For leaders of color, there are added complications that mingle professional and personal lives. Williams relates a recent incident: “While working at home, I had an interaction with someone that was just a smack in the face. He was about to put a note on my door and I asked if I could help. He responded in a way that made it clear he didn’t think that I lived here, let alone that I own the house. When you come to work, you don’t forget that kind of interaction, you don’t just leave it at the door that you are a person of color. The challenge is to translate your personal experiences in ways that help your team understand that true diversity is a real strength.”
Williams did not rush into a leadership role. He loved being on the road as a fundraising trooper, and still does. He prized the individual connections he made, whether on campus, in Washington, D.C., in Los Angeles, in Shanghai, in Mumbai, and in many other locations his work with alumni has taken him.
In addition to building personal relationships, one of the rewards of his work is the opportunity to take Wesleyan in new directions. Williams was able to work with a major donor, for example, to start the Ring Family Wesleyan University Israeli Film Festival, which began in 2006 and has since become a fixture of campus life that brings attendees from all over Connecticut, as well as notable directors, critics, and actors. He has been instrumental in raising support for student athletes and helped secure funding for Wesleyan’s first artificial turf field.

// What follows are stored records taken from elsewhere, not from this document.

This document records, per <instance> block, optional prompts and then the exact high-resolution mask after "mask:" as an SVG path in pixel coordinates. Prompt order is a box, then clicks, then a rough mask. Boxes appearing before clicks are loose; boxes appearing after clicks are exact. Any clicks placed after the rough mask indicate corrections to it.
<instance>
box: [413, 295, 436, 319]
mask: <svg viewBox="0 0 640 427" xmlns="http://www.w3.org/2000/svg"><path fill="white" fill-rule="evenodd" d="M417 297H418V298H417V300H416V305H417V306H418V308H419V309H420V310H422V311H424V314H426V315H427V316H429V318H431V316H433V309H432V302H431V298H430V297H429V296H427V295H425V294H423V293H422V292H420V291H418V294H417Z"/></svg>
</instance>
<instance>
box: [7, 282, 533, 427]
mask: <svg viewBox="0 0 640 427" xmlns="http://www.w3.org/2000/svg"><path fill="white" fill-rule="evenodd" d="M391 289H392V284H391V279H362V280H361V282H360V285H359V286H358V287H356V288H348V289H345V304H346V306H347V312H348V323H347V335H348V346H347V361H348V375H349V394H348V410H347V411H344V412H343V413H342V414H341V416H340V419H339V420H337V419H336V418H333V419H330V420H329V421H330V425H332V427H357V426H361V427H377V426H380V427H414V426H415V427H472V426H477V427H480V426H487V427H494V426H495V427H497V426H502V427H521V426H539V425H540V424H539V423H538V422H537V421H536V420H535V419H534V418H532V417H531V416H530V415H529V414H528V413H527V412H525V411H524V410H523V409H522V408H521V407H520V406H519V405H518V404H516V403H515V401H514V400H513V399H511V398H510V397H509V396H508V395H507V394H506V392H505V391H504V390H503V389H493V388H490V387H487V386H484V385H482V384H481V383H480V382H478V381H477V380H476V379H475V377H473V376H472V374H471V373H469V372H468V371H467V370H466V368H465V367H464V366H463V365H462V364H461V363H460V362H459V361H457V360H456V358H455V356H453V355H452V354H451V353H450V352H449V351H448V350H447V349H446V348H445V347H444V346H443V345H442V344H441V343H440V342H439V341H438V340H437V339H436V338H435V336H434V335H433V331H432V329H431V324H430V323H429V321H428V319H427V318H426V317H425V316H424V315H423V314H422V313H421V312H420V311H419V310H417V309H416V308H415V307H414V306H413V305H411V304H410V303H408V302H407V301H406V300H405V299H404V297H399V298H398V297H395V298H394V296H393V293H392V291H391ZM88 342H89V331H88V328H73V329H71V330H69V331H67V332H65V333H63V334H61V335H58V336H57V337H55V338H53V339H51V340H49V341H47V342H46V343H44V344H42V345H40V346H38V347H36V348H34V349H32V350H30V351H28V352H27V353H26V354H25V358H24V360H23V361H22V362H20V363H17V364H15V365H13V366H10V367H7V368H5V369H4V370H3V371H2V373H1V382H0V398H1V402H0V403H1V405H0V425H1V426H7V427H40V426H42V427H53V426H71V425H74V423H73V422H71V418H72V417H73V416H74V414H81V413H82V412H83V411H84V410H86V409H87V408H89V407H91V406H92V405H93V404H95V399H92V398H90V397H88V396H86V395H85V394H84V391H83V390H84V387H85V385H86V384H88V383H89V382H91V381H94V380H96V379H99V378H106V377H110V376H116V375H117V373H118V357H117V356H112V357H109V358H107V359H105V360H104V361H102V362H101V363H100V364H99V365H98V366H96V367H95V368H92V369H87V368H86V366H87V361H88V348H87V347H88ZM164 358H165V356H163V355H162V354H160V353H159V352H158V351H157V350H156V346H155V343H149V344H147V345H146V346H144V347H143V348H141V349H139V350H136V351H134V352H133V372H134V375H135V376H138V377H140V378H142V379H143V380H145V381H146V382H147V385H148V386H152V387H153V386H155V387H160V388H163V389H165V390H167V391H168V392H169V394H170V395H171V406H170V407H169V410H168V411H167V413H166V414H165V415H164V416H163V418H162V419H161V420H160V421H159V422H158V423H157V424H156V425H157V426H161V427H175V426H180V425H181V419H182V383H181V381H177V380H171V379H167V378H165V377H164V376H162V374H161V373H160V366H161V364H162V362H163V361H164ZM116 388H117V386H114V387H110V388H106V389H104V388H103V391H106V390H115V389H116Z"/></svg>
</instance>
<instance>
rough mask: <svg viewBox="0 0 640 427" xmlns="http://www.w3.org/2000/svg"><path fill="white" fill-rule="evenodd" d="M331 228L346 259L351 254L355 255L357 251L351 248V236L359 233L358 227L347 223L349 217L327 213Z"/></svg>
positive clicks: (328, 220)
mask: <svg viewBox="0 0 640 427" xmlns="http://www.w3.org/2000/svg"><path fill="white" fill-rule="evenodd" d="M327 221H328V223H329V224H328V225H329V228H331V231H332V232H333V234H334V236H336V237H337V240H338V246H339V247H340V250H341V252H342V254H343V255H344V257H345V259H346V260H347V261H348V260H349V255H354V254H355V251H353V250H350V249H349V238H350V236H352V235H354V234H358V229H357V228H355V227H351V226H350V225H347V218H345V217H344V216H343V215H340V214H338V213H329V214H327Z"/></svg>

Out of the office, Williams loves to cook, has a soft spot for magical realism and fantasy fiction, and enjoys regular games of pickup basketball at the Freeman Athletic Center, although, at this moment, his time on the court is a casualty of COVID-19. His choice of sport is significant because for Williams, work is all about the team. Successful fundraising requires a dedicated staff of researchers, data specialists, event planners, relationship builders, managers, and others who collectively provide the backbone for a capital campaign.
COVID-19 restrictions have complicated life for his team and created stresses. Perhaps most important, travel and in-person meetings are suspended, which relegates the personal touch to online connections. At the same time, Williams and his colleagues have discovered that pushing their online capability to the fullest has been more useful than they would have once thought. They are also indebted, he says, to generous donors who realize that Wesleyan, with almost no active COVID cases as of this writing, is providing a much-needed safe haven for many students.

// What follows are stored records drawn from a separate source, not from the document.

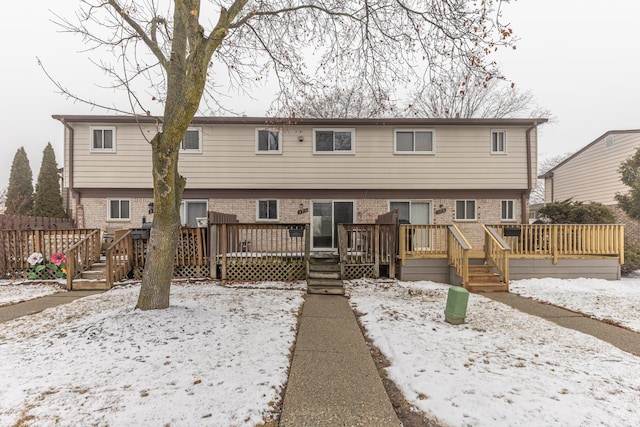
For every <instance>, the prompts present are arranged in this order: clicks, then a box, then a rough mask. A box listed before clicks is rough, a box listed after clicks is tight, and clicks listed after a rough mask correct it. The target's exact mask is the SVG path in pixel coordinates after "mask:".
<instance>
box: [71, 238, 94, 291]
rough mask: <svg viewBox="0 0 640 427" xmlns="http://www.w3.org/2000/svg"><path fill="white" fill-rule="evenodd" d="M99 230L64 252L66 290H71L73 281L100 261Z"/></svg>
mask: <svg viewBox="0 0 640 427" xmlns="http://www.w3.org/2000/svg"><path fill="white" fill-rule="evenodd" d="M100 234H101V233H100V230H92V231H91V233H89V234H87V235H85V236H84V237H83V239H82V240H80V241H79V242H78V243H76V244H75V245H73V246H71V247H70V248H69V249H67V251H66V257H67V290H71V289H72V284H73V280H74V279H75V278H77V277H79V276H80V275H81V274H82V272H83V271H85V270H87V269H88V268H89V267H91V265H92V264H94V263H95V262H97V261H98V260H99V259H100V251H101V248H102V239H101V236H100Z"/></svg>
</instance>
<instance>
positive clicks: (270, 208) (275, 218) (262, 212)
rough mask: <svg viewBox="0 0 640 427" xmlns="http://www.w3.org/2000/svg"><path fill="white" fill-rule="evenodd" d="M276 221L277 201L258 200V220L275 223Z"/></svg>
mask: <svg viewBox="0 0 640 427" xmlns="http://www.w3.org/2000/svg"><path fill="white" fill-rule="evenodd" d="M277 219H278V201H277V200H258V220H260V221H265V220H271V221H275V220H277Z"/></svg>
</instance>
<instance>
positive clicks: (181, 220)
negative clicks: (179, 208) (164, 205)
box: [180, 200, 209, 228]
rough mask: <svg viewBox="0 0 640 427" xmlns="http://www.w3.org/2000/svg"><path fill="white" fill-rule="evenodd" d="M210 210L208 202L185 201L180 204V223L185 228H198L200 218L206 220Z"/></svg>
mask: <svg viewBox="0 0 640 427" xmlns="http://www.w3.org/2000/svg"><path fill="white" fill-rule="evenodd" d="M208 210H209V201H208V200H183V201H182V203H180V223H181V224H182V225H183V226H184V227H191V228H195V227H198V226H199V224H198V218H206V217H207V211H208Z"/></svg>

Nonetheless, the instant large gatherings are once again permitted, Williams will immediately convene an all-team meeting. “Creating a team culture is so important,” he says.

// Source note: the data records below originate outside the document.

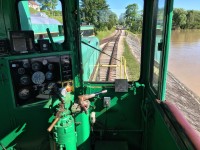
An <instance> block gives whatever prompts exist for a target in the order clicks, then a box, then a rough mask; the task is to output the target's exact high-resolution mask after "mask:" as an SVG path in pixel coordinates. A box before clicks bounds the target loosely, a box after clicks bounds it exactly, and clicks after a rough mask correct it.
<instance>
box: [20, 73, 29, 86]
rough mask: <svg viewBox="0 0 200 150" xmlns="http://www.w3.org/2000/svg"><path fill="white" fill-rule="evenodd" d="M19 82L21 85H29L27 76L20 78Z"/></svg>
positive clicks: (28, 81)
mask: <svg viewBox="0 0 200 150" xmlns="http://www.w3.org/2000/svg"><path fill="white" fill-rule="evenodd" d="M19 80H20V83H21V84H22V85H29V84H30V82H31V79H30V77H29V76H28V75H23V76H21V78H20V79H19Z"/></svg>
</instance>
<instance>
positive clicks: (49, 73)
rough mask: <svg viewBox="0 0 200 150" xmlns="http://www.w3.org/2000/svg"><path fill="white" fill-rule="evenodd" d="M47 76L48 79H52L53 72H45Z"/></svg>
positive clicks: (52, 76)
mask: <svg viewBox="0 0 200 150" xmlns="http://www.w3.org/2000/svg"><path fill="white" fill-rule="evenodd" d="M45 77H46V79H47V80H52V79H53V73H52V72H50V71H48V72H47V73H46V74H45Z"/></svg>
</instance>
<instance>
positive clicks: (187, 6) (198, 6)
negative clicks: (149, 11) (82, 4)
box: [107, 0, 200, 16]
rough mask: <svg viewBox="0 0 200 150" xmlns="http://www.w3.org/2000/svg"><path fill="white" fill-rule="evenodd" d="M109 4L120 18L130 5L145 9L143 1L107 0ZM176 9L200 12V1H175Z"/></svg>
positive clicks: (176, 0)
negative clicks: (143, 7) (129, 5)
mask: <svg viewBox="0 0 200 150" xmlns="http://www.w3.org/2000/svg"><path fill="white" fill-rule="evenodd" d="M107 3H108V4H109V5H110V9H111V10H112V11H113V12H115V13H116V14H117V15H118V16H119V15H120V14H121V13H124V12H125V7H126V6H127V5H129V4H133V3H137V4H138V5H139V9H140V10H141V9H142V8H143V0H107ZM174 8H184V9H187V10H189V9H195V10H200V0H174Z"/></svg>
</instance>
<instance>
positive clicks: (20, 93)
mask: <svg viewBox="0 0 200 150" xmlns="http://www.w3.org/2000/svg"><path fill="white" fill-rule="evenodd" d="M30 95H31V94H30V90H29V89H27V88H24V89H20V90H19V92H18V96H19V98H20V99H23V100H26V99H28V98H29V97H30Z"/></svg>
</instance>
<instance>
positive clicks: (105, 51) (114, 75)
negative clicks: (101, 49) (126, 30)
mask: <svg viewBox="0 0 200 150" xmlns="http://www.w3.org/2000/svg"><path fill="white" fill-rule="evenodd" d="M120 36H121V30H118V32H117V33H116V34H115V35H114V36H113V37H112V38H110V40H109V41H108V42H107V43H106V44H105V46H104V47H103V48H102V53H101V54H100V56H99V61H98V65H99V67H98V73H97V75H96V77H95V78H96V79H95V81H101V82H103V81H111V82H112V81H115V79H116V67H117V61H120V60H117V48H118V42H119V38H120Z"/></svg>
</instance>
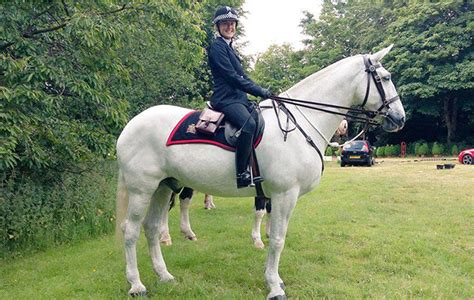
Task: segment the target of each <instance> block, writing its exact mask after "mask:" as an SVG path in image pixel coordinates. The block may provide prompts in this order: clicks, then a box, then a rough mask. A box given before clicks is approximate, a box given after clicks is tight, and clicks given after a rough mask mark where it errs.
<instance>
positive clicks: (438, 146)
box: [431, 142, 444, 156]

The young man who thought he might stick with fundraising for a year or two has learned that for an institution approaching its 190th anniversary, fundraising is a long game. “All the work that we do now also has to set up for the future. Twenty years from now I want someone to point to a relationship my team and I worked on, where that person just made a transformational gift. I want to be sure that I’ve set up my successors to be successful.”